(64e) Prediction of Organic Compound Aqueous Solubility Using Interpretable Machine Learning-a Comparison Study of Descriptor-Based and Topological Models

A reliable and practical determination of a chemical species’ solubility in water continues to be examined using empirical observations and exhaustive experimental studies alone. Predictions of chemical solubility in water using data-driven algorithms can allow us to create a rationally designed, efficient, and cost-effective tool for next-generation materials and chemical formulations. We present results from two machine learning (ML) modeling studies to adequately predict various species’ solubility using data for over 8,400 compounds. Molecular-descriptors, the most used method in previous studies, and Morgan fingerprint, a topological, circular-based hash of the molecules' structures, were applied to produce water solubility estimates. We trained all models on 80% of the total datasets using the Random Forest (RFs) technique as the regressor and tested the prediction performance using the remaining 20%, resulting in R 2 test values of 0.88 and 0.82 for the descriptors and circular fingerprint methods, respectively.

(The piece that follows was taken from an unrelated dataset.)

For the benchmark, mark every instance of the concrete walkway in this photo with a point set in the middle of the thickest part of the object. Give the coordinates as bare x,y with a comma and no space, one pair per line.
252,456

Our results were compared to a blind, low molecular database consists of 32 low organic molecules with the number of C atoms ranging from 1 to 12 with specified aqueous solubility experiments, revealing that using a fingerprint method has a lower average absolute calculation error (∼0.25 log units), which is comparable to other group contribution methods currently available. The average uncertainty in measured aqueous solubility for organic molecules represented ∼0.6 log units or higher, when the solubility values were gathered from various published sources. We also gained insight into how important features impact an ML's output using SHAP analysis and calculated Gibbs energies for these features to investigate their thermodynamic favorability. The fingerprint method can predict the aqueous solubility with low error, and its interpretability ability will distinguish it from the other currently available methods.